The Wallace H. Coulter Foundation has made a $30-million gift commitment to Clarkson, in support of ongoing excellence in engineering and science programs. This gift, the largest in Clarkson's history, reinforces and broadens Clarkson's most successful learning and research activities.

Wallace H. Coulter

Clarkson's School of Engineering and Applied Sciences has been named the Wallace H. Coulter School of Engineering and Applied Sciences in recognition of the late Wallace Coulter's dedication to the University as a trustee and the Foundation's generous support.

The extraordinary generosity of the Coulter Foundation will enable the University to realize Wallace Coulter's vision for bioengineering at Clarkson. The gift will enhance research and teaching in accordance with the theme “Technology Serving Humanity.”

Wallace Coulter was a visionary with a keen scientific mind. His ingenuity led to a major breakthrough in science: the Coulter Principle. It provided a methodology for counting, measuring and evaluating microscopic particles suspended in fluid. His invention of the Coulter Counter made possible today’s most common medical diagnostic test: the complete blood count (CBC).

Like Wallace Coulter, Clarkson also builds bridges that make all the difference. Clarkson connects people and technology. It connects the laboratory, classroom and marketplace. It ties theory to application. Clarkson builds bridges between disciplines and links business, engineering, liberal arts and science to facilitate advances beyond the boundaries of traditional disciplines. Clarkson produces graduates who can collaborate effectively with a wide range of professionals in a world full of complex problems.

Coulter funds will enable Clarkson to launch new initiatives focused on bettering life through technology

New initiatives in Bioengineering and Rehabilitation Engineering (BRE) will leverage Clarkson’s expertise in Physical Therapy, Engineering, and Particle Science and create connections among these three areas to address critical needs in society. The BRE initiative will continue the impact of PT in shifting student engineering perspectives to the needs of human end users, and will also raise consciousness of the humanitarian possibilities of technological degrees.

Wallace H. Coulter was particularly interested in seeing Clarkson pursue the opportunity provided by this unique combination of expertise. The Coulter gift has provided $8.25 million for this program in which students and faculty will explore and develop together technological innovations to meet human needs, and to endow a chair in rehabilitation engineering in honor of Provost Emeritus Herman L. Shulman. In addition, the foundation has provided a $5-million Dean’s Academic Excellence Fund to be used at the discretion of the Dean. The fund may be used for purposes that assist the School in accordance with the legacy of Wallace H. Coulter and the theme “Technology Serving Humanity.”

Coulter funds will maintain faculty eminence and research leadership in Clarkson’s premier field of expertise

Research and technological breakthroughs in colloid and particle science and engineering are making an impact in virtually every aspect of human life. From advances in medical treatment through time-release capsules in blood to coatings that protect NASA probes in space and make siding better on homes, engineering and science are fashioning a new and better physical world. Colloid and particle science and engineering are at the heart of technological advances in the digital revolution and in the search for new designer materials with unique properties.

Clarkson’s expertise in colloid and particle science and engineering led to creation of the Center for Advanced Materials Processing (CAMP), the University’s preeminent powerhouse of research.

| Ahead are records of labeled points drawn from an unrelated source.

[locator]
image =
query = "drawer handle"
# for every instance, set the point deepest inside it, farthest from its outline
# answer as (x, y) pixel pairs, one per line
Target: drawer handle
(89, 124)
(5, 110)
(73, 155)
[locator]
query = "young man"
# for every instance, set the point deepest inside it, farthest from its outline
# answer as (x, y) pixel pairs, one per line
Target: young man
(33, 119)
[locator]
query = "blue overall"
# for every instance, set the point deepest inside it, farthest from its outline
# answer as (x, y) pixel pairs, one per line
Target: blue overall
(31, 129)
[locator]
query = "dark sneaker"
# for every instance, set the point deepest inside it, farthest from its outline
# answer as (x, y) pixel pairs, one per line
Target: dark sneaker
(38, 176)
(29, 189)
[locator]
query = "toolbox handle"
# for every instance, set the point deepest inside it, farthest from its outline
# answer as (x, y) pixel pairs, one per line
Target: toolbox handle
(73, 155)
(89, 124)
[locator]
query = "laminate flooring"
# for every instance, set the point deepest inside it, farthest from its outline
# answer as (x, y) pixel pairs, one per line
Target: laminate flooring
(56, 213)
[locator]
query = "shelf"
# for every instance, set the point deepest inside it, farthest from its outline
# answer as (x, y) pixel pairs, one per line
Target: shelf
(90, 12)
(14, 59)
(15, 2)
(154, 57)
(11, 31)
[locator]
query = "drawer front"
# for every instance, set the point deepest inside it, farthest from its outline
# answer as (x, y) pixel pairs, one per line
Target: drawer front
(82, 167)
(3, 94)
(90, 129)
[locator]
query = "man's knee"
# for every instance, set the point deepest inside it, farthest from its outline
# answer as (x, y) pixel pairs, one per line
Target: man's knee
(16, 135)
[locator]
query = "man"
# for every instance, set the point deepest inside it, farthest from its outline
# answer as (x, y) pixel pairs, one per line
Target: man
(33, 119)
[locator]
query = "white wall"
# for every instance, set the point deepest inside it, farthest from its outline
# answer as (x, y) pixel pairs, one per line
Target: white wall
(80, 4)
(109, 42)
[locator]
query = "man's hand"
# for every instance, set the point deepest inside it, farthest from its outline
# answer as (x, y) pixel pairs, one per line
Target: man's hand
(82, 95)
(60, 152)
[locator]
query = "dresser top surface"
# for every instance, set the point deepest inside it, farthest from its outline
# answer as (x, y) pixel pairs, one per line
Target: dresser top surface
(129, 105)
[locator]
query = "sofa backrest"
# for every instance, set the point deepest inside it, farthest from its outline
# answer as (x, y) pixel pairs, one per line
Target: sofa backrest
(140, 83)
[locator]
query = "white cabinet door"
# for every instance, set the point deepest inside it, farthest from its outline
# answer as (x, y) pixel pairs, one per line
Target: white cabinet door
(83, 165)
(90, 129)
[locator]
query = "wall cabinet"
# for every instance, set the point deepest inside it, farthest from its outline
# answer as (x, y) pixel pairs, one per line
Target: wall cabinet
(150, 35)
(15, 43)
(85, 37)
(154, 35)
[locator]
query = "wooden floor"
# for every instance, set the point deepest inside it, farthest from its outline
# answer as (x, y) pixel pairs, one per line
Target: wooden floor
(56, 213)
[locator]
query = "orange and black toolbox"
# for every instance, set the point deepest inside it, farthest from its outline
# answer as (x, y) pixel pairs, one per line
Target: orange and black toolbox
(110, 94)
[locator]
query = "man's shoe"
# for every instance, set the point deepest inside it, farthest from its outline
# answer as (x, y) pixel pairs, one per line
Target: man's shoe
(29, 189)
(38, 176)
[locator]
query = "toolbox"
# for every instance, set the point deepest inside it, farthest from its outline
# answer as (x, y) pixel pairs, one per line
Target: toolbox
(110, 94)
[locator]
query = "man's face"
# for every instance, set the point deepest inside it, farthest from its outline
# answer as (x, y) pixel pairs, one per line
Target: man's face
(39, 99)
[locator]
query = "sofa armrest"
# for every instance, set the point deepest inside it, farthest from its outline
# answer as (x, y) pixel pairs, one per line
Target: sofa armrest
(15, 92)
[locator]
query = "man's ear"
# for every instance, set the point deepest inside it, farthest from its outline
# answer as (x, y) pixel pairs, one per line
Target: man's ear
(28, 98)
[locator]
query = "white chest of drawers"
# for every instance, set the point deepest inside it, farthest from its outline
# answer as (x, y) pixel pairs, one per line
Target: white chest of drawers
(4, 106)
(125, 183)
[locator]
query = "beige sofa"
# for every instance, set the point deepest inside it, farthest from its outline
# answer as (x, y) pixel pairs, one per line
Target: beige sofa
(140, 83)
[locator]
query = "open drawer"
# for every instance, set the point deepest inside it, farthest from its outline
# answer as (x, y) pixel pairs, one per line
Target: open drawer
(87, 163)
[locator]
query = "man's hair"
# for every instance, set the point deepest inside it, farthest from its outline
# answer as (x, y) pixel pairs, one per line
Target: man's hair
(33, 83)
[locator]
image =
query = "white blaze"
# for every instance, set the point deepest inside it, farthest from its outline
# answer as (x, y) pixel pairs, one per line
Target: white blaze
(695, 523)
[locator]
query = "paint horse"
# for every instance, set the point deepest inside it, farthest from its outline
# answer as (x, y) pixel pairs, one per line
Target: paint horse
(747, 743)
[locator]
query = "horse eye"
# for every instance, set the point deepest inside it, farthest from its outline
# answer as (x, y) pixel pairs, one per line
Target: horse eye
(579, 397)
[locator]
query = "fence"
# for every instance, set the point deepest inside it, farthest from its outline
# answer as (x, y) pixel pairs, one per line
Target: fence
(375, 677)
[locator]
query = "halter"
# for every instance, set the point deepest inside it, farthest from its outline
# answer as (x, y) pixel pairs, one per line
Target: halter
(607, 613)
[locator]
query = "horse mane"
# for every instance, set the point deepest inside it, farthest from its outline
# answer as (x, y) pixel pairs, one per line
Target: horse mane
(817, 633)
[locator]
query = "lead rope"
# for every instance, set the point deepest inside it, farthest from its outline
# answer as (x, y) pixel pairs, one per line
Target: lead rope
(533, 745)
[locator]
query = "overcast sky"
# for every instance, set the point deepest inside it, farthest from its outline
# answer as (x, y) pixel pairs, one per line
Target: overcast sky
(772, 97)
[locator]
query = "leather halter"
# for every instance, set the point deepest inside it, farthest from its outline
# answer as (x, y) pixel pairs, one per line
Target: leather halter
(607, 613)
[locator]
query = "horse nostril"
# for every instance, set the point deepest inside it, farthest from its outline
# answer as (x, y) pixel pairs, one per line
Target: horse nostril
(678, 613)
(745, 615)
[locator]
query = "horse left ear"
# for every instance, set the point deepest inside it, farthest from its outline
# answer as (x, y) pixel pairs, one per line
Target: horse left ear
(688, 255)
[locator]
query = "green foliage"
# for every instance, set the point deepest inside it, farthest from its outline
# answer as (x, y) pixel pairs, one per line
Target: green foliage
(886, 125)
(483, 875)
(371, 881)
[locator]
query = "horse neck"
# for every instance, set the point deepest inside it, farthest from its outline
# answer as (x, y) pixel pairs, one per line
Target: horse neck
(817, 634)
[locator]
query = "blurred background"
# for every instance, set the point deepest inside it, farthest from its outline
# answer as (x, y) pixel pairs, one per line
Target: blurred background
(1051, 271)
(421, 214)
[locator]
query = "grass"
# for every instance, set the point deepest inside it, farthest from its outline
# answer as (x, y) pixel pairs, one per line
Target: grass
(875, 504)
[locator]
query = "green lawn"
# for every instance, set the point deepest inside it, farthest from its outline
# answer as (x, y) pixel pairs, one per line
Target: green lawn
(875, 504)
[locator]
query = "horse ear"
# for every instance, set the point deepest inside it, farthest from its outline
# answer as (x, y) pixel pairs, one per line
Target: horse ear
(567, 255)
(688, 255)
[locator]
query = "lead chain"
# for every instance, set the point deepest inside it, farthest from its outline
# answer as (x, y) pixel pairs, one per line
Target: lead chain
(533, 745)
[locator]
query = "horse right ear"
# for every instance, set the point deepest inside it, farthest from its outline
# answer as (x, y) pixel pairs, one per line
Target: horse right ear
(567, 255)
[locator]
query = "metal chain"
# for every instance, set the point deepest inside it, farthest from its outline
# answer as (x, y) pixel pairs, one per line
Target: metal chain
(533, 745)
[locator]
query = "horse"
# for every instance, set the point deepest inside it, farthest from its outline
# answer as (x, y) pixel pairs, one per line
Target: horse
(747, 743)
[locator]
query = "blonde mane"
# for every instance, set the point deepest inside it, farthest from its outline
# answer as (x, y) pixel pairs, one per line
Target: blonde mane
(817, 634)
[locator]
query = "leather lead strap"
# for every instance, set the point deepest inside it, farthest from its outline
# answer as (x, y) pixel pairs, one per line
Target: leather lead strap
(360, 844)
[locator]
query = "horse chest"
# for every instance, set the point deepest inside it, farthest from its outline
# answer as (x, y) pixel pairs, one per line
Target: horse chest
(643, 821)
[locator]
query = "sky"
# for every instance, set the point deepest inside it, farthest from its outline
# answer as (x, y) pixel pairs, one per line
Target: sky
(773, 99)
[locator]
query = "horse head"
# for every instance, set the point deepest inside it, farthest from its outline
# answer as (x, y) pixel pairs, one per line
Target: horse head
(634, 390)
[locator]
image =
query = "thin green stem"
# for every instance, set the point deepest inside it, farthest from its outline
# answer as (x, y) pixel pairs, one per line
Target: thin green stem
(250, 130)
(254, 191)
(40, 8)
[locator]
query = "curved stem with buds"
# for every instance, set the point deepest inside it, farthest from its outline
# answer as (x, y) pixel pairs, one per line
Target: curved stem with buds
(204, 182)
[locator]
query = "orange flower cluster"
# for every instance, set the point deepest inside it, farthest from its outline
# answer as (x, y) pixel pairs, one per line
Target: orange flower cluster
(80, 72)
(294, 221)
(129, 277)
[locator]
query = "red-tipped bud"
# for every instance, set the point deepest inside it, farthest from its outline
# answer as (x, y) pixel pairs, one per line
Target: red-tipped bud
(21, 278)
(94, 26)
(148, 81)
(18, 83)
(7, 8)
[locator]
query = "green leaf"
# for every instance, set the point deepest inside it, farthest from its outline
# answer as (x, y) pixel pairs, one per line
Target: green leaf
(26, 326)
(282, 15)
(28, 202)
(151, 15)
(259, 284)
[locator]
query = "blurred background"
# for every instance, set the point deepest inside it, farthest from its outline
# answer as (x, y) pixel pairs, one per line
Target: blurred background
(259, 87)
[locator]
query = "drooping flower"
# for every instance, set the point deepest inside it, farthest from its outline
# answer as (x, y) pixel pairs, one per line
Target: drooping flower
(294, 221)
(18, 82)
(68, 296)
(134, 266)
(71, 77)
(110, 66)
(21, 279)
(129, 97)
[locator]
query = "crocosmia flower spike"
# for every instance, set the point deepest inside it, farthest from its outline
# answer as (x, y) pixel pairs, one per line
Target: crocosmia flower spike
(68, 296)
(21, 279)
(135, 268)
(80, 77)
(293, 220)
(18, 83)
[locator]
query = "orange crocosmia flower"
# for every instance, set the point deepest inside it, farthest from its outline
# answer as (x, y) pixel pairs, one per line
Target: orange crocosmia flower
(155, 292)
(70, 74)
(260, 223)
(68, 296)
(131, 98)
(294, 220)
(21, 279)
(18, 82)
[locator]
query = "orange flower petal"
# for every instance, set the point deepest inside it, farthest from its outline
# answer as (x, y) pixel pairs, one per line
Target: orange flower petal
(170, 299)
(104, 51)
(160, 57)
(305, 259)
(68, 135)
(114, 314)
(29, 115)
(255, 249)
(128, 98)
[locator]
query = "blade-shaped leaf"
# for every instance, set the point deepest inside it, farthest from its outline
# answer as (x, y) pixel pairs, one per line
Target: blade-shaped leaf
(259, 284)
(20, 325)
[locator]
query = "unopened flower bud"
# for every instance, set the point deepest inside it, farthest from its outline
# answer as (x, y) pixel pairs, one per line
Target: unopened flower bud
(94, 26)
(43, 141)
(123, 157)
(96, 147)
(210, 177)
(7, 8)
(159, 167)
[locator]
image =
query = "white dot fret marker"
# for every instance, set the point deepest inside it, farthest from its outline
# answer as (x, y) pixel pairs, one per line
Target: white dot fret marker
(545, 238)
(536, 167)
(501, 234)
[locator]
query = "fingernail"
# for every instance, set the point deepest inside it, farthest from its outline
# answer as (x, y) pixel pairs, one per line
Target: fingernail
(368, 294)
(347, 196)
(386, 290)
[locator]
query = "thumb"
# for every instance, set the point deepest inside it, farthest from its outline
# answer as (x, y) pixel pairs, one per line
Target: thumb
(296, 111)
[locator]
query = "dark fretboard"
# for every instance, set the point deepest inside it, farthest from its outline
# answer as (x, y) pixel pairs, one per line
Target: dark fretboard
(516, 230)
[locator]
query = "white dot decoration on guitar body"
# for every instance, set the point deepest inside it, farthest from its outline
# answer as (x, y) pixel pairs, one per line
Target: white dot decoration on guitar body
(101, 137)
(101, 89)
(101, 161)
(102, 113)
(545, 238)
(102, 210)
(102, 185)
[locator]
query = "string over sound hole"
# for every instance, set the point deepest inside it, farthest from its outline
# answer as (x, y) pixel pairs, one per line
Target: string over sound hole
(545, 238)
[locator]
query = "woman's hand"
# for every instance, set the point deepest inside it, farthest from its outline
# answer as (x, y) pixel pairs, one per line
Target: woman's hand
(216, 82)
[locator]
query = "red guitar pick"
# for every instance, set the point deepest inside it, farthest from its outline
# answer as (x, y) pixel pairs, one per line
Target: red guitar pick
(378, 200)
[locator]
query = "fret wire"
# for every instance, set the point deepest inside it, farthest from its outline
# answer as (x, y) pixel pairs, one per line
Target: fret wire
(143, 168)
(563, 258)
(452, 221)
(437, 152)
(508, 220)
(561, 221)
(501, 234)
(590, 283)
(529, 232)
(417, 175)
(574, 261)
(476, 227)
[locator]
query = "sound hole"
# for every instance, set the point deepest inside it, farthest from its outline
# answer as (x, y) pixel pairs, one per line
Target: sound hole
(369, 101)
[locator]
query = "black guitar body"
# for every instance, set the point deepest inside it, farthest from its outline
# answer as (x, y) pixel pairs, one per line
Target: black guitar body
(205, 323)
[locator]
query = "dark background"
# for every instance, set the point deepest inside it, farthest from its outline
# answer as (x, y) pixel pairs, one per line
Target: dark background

A model of interdisciplinary collaboration, today CAMP’s leading-edge research includes health and environmental fields and the University is moving ahead in the exciting new realm of nanotechnology.

Funding of $7.25 million from the Wallace H. Coulter Foundation will enable Clarkson to maintain its leadership position by attracting and retaining scholars of the highest caliber through endowed chairs and endowed fellowships, including a chair in honor of Professor Emeritus Milton Kerker. Colloid Science is one of the key areas to be supported. Other uses include modernizing instrumentation and ongoing upgrades of laboratory facilities and equipment to maintain the state-of-the-art standards required for world-class achievements.

Coulter funds will increase the number of students from underrepresented groups who earn technological degree

For many important reasons, it is vital that technological fields attract and retain students from currently underrepresented minorities. Although Clarkson has made significant strides in diversifying its campus community during the past decade, the costs of a first-rate technological education remains a barrier to attracting and retaining minority students.

A $5-million scholarship endowment from the Wallace H. Coulter Foundation will assist Clarkson in providing more opportunities for these students.

Coulter funds will enable Clarkson to increase opportunities in its hallmark hands-on collaborative programs

From its award-winning program called SPEED (Student Projects for Engineering Experience and Design) to University Honors seminars to senior mechanical engineering classes in integrated design, Clarkson has incorporated team project-based learning across the curriculum. The reason? Team project-based learning is the most effective way for students to build the critical skills needed for the complex, open-ended challenges and collaborative, diversified working environments of today’s professional world.

To assist Clarkson in making experiential, opportunities even more widely available to students, the Wallace H. Coulter Foundation has provided $4.5 million in broad support of team project-based learning.